Holiday 2015 is absolutely ridiculous. What could they possibly be thinking? OpenGL 4.4 is available now, and has been for nine months already.
 
Holiday 2015 is absolutely ridiculous. What could they possibly be thinking? OpenGL 4.4 is available now, and has been for nine months already.

11.2 only came out a short time ago. You can't expect them to have a complete overhaul of the underlying API ready to go and out the door in the next few months.
 
If we can get that level of performance and detail at high framerates with lesser overhead on DirectX 12, then this is going to be a game changer in the years to come. Everyone is going to benefit from this, and hopefully that after 4 years of working on it Microsoft has got it right after 12 iterations of the DirectX API.
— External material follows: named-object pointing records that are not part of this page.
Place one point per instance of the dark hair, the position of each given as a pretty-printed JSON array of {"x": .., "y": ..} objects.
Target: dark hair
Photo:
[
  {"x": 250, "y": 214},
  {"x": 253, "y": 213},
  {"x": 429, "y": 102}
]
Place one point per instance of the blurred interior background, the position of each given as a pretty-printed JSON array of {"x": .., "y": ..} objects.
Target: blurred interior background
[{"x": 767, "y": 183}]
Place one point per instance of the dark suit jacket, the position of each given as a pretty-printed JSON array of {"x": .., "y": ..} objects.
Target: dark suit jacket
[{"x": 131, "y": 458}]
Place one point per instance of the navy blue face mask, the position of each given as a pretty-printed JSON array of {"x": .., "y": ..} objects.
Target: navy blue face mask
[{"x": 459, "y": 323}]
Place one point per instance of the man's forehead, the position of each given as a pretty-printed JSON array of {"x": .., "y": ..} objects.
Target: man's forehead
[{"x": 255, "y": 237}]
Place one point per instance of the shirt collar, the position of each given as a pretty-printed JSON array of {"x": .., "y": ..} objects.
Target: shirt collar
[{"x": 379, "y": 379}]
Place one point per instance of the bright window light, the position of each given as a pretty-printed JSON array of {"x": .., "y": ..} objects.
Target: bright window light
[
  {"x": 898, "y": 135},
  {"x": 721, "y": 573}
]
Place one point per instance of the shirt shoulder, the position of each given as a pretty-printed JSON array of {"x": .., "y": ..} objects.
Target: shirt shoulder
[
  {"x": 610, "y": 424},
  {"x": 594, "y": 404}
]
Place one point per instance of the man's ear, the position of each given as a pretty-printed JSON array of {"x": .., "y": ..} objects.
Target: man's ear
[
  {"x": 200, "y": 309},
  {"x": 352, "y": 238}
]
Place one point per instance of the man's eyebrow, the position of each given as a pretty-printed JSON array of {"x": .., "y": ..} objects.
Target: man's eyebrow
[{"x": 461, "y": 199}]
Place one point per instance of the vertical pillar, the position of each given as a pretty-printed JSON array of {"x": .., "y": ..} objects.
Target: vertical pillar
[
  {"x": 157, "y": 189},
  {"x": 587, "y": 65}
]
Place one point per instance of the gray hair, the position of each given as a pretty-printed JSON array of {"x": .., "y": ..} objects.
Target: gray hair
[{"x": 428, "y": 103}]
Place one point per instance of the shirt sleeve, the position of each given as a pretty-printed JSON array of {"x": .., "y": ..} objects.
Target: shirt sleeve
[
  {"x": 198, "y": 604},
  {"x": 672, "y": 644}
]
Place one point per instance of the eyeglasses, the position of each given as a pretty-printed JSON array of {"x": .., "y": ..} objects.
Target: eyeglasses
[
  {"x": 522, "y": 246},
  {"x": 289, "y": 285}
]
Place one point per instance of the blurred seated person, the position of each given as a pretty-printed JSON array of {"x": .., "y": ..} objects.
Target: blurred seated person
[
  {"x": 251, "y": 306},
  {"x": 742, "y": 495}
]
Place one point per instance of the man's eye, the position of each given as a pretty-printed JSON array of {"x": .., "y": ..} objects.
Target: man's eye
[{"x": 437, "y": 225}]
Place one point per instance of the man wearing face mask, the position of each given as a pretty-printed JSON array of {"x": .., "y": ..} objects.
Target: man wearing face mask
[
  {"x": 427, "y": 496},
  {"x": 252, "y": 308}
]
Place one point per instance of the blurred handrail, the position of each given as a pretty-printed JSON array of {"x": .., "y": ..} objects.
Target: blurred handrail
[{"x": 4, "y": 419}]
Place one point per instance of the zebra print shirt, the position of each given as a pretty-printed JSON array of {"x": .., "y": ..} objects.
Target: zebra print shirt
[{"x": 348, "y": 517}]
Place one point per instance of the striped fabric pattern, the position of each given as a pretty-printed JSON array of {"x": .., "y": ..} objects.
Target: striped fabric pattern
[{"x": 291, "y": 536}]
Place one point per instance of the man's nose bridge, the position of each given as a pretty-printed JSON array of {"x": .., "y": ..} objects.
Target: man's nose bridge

Not to sound overly pessimistic. But if Microsoft hasn't fixed the overhead issue after 12 iterations why should we think they would finally solve it this time around? Isn't it more likely that history would repeat itself?
 
The entire nature of direct x is going to have over head, some posters here expect a middle man api like direct x or open gl to have zero over head..
 
great. does that mean we will get games that use dx11? aren't we still pretty much stuck at dx9?